After a moment, when she realized what was implied, Miranda Hurst began to shout angrily. ‘But David didn’t kill her, your son did! He’s a filthy murdering sadist, whatever your lawyer’s tricks in here! He killed her, the bastard, and you should be ashamed!’
There was nothing Sarah could do. She sat and waited for the judge to intervene, which he did, belatedly and with embarrassed reluctance. ‘Mrs Hurst, I’m afraid that’s all now. You really mustn’t say any more, however upset you are. This court is grateful to you for giving your evidence but you should go with the usher and stand down now.’

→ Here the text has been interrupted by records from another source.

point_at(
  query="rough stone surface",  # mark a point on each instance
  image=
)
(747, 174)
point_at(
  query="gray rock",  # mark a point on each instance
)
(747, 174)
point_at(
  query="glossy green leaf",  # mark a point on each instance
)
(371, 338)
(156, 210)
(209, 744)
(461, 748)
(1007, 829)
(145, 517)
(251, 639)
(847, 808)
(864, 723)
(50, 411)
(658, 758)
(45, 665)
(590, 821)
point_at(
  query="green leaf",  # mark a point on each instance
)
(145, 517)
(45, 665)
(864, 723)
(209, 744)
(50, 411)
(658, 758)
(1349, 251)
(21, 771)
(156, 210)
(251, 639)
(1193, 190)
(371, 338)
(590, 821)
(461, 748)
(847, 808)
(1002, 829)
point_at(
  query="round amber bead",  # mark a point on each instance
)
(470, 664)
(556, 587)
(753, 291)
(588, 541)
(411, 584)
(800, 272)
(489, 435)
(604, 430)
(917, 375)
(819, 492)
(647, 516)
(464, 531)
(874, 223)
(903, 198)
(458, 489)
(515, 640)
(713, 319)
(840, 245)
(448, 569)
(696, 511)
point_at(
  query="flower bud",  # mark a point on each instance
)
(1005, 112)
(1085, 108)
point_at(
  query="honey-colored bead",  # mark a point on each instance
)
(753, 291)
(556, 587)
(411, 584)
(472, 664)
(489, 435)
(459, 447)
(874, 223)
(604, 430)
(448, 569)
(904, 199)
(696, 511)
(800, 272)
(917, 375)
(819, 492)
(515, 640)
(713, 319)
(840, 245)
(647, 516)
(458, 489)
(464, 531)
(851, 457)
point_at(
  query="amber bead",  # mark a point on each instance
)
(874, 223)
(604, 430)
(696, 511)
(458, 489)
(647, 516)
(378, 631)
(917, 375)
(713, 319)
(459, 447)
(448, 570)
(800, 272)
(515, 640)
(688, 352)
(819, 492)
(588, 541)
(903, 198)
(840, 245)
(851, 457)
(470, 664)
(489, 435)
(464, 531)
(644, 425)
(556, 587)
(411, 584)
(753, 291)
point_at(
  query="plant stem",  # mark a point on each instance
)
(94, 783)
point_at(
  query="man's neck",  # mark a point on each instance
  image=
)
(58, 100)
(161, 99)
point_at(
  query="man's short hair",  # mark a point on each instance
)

As the usher took her gently by the arm and began to lead her away, the tears began to flow uncontrollably. In the well of the court, right in front of the jury, she looked across at David Brodie, and pointed directly at Sarah. ‘You’re right what you said, David. She’s a first class bitch, she is, and everyone here should know it! Her son should have been drowned at birth!’
When she had gone, Phil Turner rose to his feet in the stunned silence.
‘My Lord, that concludes the case for the prosecution.’
‘In that case …’ Judge Mookerjee glanced at the clock, which stood at 3.25, then back at Sarah, sitting white-faced like a stone. ‘… although it may be a trifle early, in view of the somewhat emotional nature of this afternoon’s evidence I think it might be best for all concerned if we were to adjourn until tomorrow morning. If that suits you, Mrs Newby?’
Sarah stood, stiffly. ‘Indeed, My Lord.’
‘Then let us call it a day.’
The judge rose to his feet, the usher called ‘All stand!’ and the hubbub began.